In the helping relationship, the social worker must maintain a balance between flexibility and appropriate boundaries. One such boundary is the use of touch. In social work, touch has long been held as dangerous and taboo. It may be harmful to a client, and it is important to be aware of the client’s past history. For example, a child with a history of sexual abuse could interpret touch as a sexual advance. However, touch can be a positive action, particularly for certain cultures.
On top of these perception and ethics issues, you should also determine your personal perspective for how you might use touch in your work with clients. In this Assignment, you reflect on your own culture and the role of touch in the helping relationship.
watch the video Southside Community Services: Mrs. Bargas, Episode 3.
- Explain how you view the use of touch in your personal life (e.g., tend to hug all friends and family or only touch close friends and family).

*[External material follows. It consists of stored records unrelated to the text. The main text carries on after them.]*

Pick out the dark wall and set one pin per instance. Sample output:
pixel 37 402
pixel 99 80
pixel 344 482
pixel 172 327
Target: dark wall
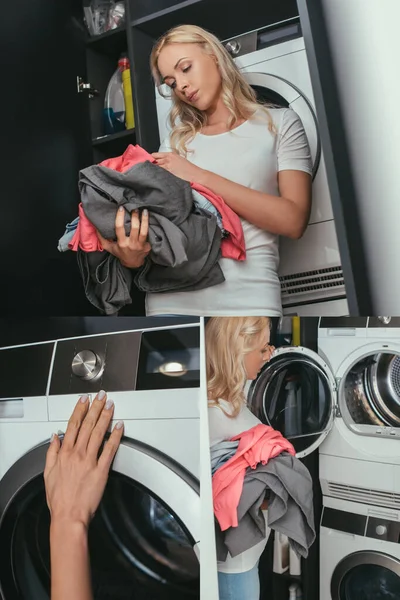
pixel 43 144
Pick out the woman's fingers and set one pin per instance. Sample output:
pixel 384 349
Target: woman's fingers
pixel 52 453
pixel 106 244
pixel 120 225
pixel 99 431
pixel 144 227
pixel 75 422
pixel 90 421
pixel 111 447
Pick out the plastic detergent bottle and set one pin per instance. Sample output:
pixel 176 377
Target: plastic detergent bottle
pixel 114 104
pixel 127 88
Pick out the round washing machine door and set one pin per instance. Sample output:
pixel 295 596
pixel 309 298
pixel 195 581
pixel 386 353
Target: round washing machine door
pixel 277 91
pixel 294 393
pixel 366 574
pixel 143 540
pixel 369 390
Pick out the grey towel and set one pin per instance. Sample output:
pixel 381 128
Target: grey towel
pixel 185 240
pixel 288 485
pixel 221 453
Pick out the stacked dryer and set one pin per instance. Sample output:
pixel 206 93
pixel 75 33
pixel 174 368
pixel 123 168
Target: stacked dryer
pixel 360 462
pixel 345 401
pixel 274 62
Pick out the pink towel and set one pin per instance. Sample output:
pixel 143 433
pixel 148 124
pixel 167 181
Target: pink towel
pixel 233 246
pixel 257 445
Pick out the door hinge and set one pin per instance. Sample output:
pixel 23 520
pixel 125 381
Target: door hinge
pixel 82 86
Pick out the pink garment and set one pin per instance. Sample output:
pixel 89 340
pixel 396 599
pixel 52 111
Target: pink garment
pixel 257 445
pixel 85 236
pixel 233 246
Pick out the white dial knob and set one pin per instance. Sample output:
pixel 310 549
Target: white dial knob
pixel 233 47
pixel 87 365
pixel 381 530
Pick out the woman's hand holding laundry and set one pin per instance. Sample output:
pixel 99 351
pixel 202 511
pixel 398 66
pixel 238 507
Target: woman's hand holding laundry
pixel 75 476
pixel 130 250
pixel 177 165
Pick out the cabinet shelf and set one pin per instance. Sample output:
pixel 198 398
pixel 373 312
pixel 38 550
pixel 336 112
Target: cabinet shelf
pixel 111 42
pixel 110 139
pixel 225 18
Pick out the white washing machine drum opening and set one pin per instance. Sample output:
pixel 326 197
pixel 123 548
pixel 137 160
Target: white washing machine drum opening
pixel 280 93
pixel 139 548
pixel 369 393
pixel 366 576
pixel 294 395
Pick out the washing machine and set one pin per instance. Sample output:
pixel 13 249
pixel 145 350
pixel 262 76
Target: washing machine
pixel 274 62
pixel 145 537
pixel 344 400
pixel 360 552
pixel 360 458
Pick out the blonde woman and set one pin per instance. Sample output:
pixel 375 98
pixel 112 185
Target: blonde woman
pixel 236 350
pixel 256 158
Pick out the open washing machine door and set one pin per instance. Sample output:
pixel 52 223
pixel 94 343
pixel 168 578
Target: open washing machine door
pixel 143 540
pixel 295 393
pixel 366 574
pixel 369 390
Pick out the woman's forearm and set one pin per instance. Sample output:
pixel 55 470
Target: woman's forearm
pixel 70 567
pixel 272 213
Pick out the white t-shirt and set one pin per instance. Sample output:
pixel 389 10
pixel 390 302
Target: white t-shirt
pixel 252 156
pixel 223 428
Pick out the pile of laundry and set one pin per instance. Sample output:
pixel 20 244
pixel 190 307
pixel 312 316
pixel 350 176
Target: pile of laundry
pixel 190 228
pixel 257 465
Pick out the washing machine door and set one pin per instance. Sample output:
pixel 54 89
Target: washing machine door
pixel 295 394
pixel 280 92
pixel 369 390
pixel 143 540
pixel 366 574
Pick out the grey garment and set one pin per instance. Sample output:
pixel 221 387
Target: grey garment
pixel 185 241
pixel 64 241
pixel 106 282
pixel 202 202
pixel 221 453
pixel 288 486
pixel 68 235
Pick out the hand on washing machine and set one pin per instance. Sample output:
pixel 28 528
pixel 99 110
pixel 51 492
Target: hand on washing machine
pixel 75 475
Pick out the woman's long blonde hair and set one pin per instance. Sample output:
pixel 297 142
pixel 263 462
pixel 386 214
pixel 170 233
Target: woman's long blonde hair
pixel 228 340
pixel 237 95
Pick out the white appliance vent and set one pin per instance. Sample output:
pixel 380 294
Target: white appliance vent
pixel 363 495
pixel 319 280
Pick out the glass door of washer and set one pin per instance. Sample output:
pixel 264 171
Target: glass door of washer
pixel 369 575
pixel 143 543
pixel 295 394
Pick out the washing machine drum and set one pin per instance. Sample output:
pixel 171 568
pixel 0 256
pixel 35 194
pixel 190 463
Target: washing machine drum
pixel 372 390
pixel 138 549
pixel 366 576
pixel 293 395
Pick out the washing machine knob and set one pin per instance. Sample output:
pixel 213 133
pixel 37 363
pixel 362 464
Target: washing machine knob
pixel 381 530
pixel 233 47
pixel 87 365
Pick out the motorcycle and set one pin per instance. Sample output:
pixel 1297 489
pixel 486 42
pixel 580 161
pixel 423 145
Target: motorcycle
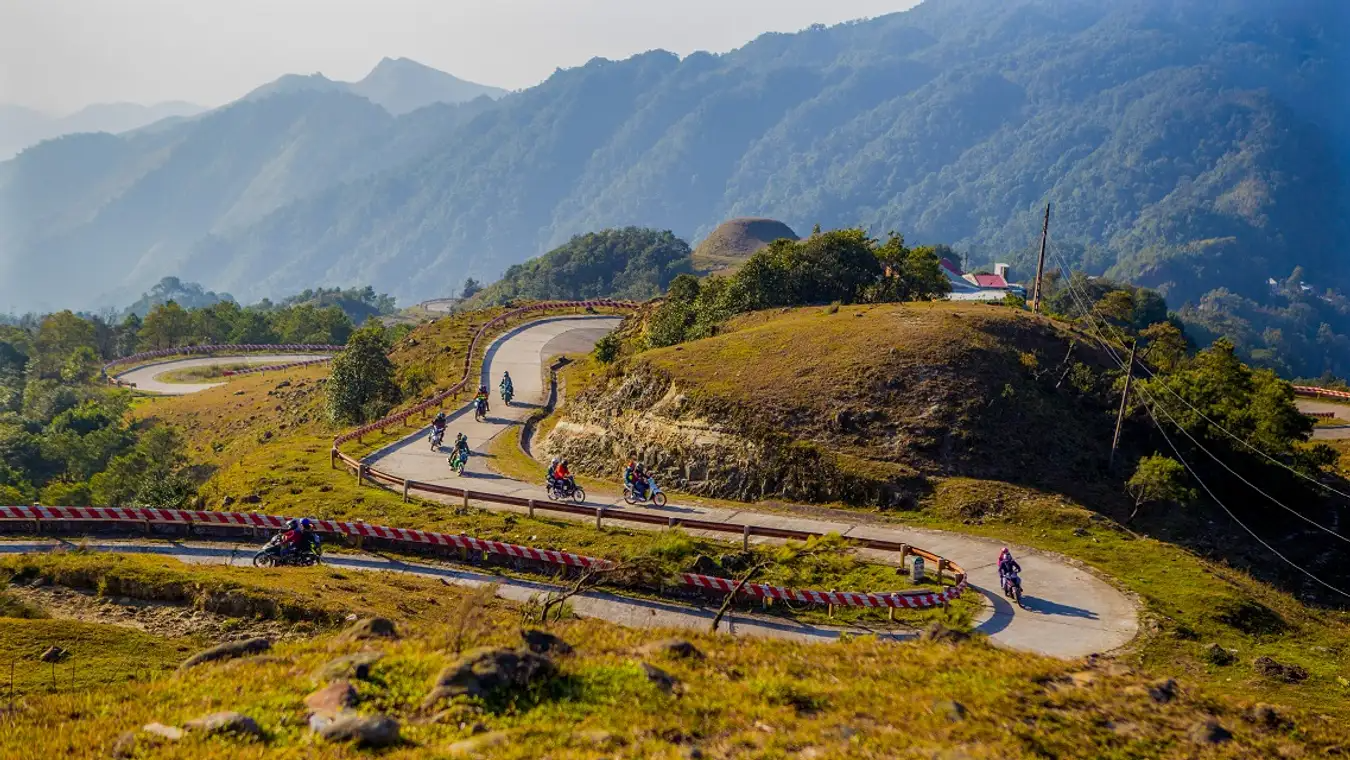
pixel 654 494
pixel 274 555
pixel 1013 589
pixel 562 490
pixel 458 462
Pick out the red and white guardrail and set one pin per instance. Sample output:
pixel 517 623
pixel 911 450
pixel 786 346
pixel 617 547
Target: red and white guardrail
pixel 1320 392
pixel 141 516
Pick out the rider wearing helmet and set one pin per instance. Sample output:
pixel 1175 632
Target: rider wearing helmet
pixel 1009 568
pixel 562 475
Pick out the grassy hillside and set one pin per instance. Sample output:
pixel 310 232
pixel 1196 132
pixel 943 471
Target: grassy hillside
pixel 737 698
pixel 732 242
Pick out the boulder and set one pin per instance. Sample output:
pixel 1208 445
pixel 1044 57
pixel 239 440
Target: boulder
pixel 1163 691
pixel 162 732
pixel 544 643
pixel 370 628
pixel 227 651
pixel 949 709
pixel 475 744
pixel 332 698
pixel 348 667
pixel 1219 656
pixel 365 730
pixel 1208 732
pixel 1265 716
pixel 228 722
pixel 672 647
pixel 486 670
pixel 1275 670
pixel 663 681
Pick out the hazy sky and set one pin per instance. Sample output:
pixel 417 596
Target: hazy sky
pixel 62 54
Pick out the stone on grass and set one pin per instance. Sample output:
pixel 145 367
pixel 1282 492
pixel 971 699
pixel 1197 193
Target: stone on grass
pixel 1208 732
pixel 544 643
pixel 1219 656
pixel 227 651
pixel 370 628
pixel 159 730
pixel 1163 691
pixel 365 730
pixel 486 670
pixel 1279 671
pixel 227 722
pixel 351 666
pixel 663 681
pixel 332 698
pixel 672 647
pixel 1265 716
pixel 949 709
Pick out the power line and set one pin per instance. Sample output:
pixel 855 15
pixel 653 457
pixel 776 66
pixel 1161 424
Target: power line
pixel 1149 401
pixel 1206 417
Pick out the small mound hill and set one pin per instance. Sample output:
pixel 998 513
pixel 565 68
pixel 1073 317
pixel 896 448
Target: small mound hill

- Explain how your perspective on touch was developed (e.g., via family culture or experiences with friends).
- Identify two reasons you might use touch with a client, and why.
- Explain how you view the initiation of and reaction to the use of touch in Southside Community Services: Mrs. Bargas, Episode 3.
- Explain how you will determine that this use of touch will be positive for the helping relationship.
- What would tell you that the use of touch is not appropriate for the client?
Cummins, L., K., & Sevel, J., A. (2017). Social work skills for beginning direct practice: Text, workbook, and interactive web based case studies (4th ed.). Upper Saddle River, NJ: Pearson Education.